К нам присоединился Вяземский. Он был ценен тем, что не находился под наблюдением, как мы все; затем, в силу его общественного положения, семейных и других связей он был близок к гвардейским офицерским кругам. На него была возложена миссия, завести те связи, которые могли бы выразить настроение офицерства среди этих запасных частей, затем, может быть, привлечь к нашему заговору каких-нибудь более высоких чинов, чем те офицеры запасных эскадронов, что были там. Мы высоко не шли — нам нужны были командиры полков из частей, которые на фронте, для того, чтобы эти командиры полков могли в порядке отпусков, командировок мало-помалу образовать группу единомышленников в этом деле.

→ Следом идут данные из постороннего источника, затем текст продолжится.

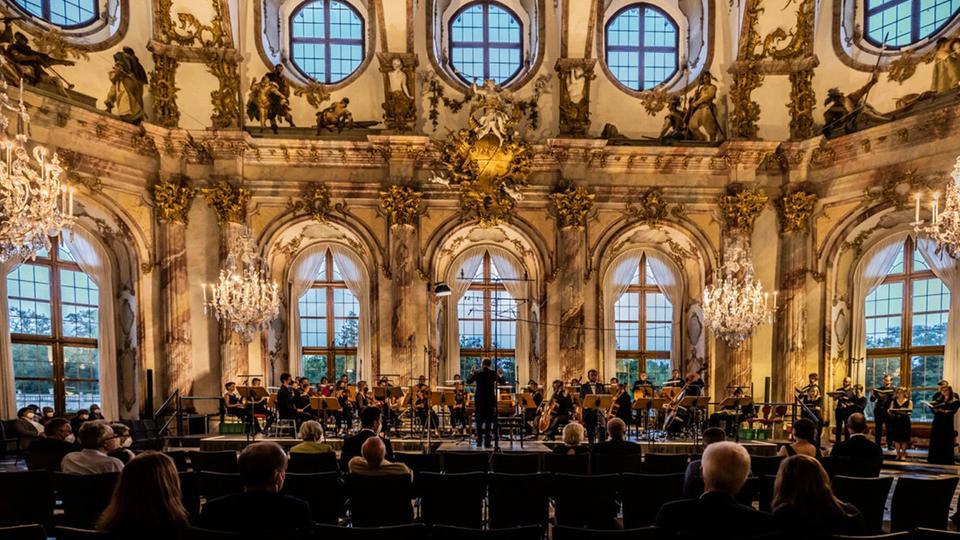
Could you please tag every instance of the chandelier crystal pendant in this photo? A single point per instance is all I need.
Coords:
(34, 204)
(944, 227)
(735, 304)
(244, 297)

Через некоторое время к нашей группе присоединился один тоже очень ценный сотрудник. Знаю, что он был ротмистром одного из гвардейских кавалерийских полков, не то Кавалергардского, не то Конного полка. Вяземский и этот ротмистр взялись нащупать настроение этих эскадронов и привлечь нужных участников, а затем Вяземский должен был проехать в тот район, где был гвардейский корпус, чтобы уже в самих полках, у которых был эскадрон запасный, выразить настроение.
Базили: В район Аракчеевских казарм, где стояли запасные части гвардейских кавалерийских полков...
Гучков: О некоторых успехах в этом направлении они нам докладывали, но все это были единичные присоединения и присоединения молодых, невысоких чинов. С одним из командиров гвардейских полков была беседа у Вяземского. Я его лучше не назову. Он играл некоторую роль в движении и был близок к монархическим кругам. Это важно только для характеристики настроения некоторых военных верхов по отношению к этому делу. Ему, в силу отношения Вяземского к нему, было раскрыто все, весь план, задача, способ осуществления. Он как порядочный, умный человек оценил все это правильно. Он был в большом отчаянии относительно всего, что совершалось и в стране и на фронте, он считал почти неизбежным положение развала власти, страны, фронта, со всеми последствиями. Он выразил большое свое сочувствие нашему плану, но одновременно наотрез отказался участвовать в его выполнении: то ли чувство тяжкой ответственности, страх кары, то ли просто известная лояльность (это было нарушение присяги) сказалась. Чувствовалась атмосфера сочувствия и [встречался] отказ от прямого ответственного участия. Тем не менее, работа шла, и еще один шаг должен был быть сделан... Терещенко был свободен. Был отряд, сооруженный его матерью, обслуживающий часть гвардейского корпуса, он должен был ехать туда, у него были знакомства среди офицеров. Командир полка мог мало-помалу подобрать людей.